Louis Mander's music provided some beautifully atmospheric scene settings, his orchestrations for his small band were extremely effective. The instrumental music nicely transported us to the 1920s, to a grand resort in France and to Morocco. Unfortunately his vocal lines were rather unmemorable, almost deliberately so. Time and again we would have a delightful instrumental lead in, sometimes with dancing from the performers, yet the vocal lines had neither the character nor memorability which the songs needed. Many were point numbers, not germane to the plot but designed to add an incidental felicity or character detail, and as such need to be memorable. Having a song about a bumpy car ride is fine enough, but there were too many verses and the music was just not catch yenough (think of Lady Parvula's 'Just once more' or Cardinal Pirelli's 'The Cathedral of Clemenza' in Valmouth).

Jane Wilkinson made a delightful 'jolly hockey sticks' Cynthia, with the knack of making the character's extreme upset rather funny, whilst Melanie Lodge worked as best she could with her material as Cynthia's mother, the Dowager.
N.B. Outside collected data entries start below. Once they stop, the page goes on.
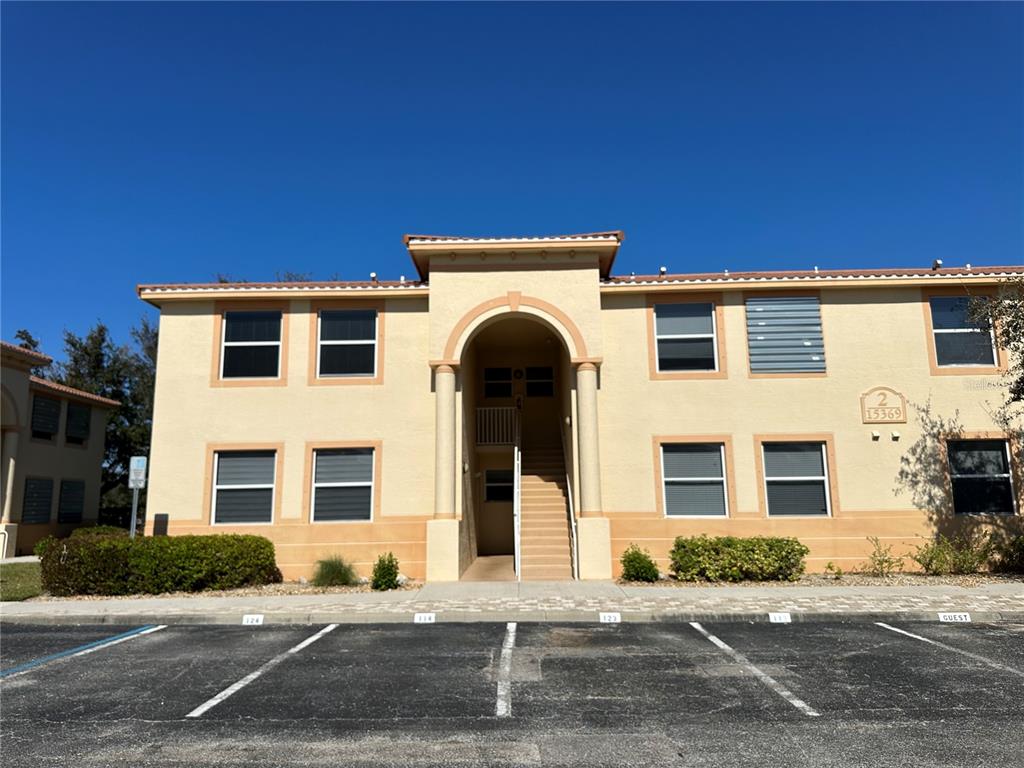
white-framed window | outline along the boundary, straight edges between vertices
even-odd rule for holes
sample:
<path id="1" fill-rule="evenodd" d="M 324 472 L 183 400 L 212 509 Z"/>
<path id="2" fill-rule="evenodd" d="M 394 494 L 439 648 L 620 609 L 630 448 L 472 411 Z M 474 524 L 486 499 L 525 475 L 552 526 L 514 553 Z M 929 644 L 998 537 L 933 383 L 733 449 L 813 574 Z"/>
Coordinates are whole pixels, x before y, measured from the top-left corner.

Claire Barnett Jones and Henry Neill were strongly etched as the mismatched pairing of Marta and Karl Grinzig, whilst Aidan Coburn was delightfully fey as Cynthia's fiancee with Tom Morss as his boyfriend. Caroline Kennedy managed to make a nicely rounded character of the put upon maid Genevieve. Julian Debreuil, as Dr Gibaud, was unfortunately lumbered with a cod French accent which was, I presume, supposed to be funny

There is an interesting show in The Dowager's Oyster somewhere, but it needs a little polishing and revision. Wittier text and more memorable tunes in the vocal line please, after all there were plenty in the instrumental ensemble, and at a running time of under two hours including interval I think there was scope for more dialogue to establish a bit more character.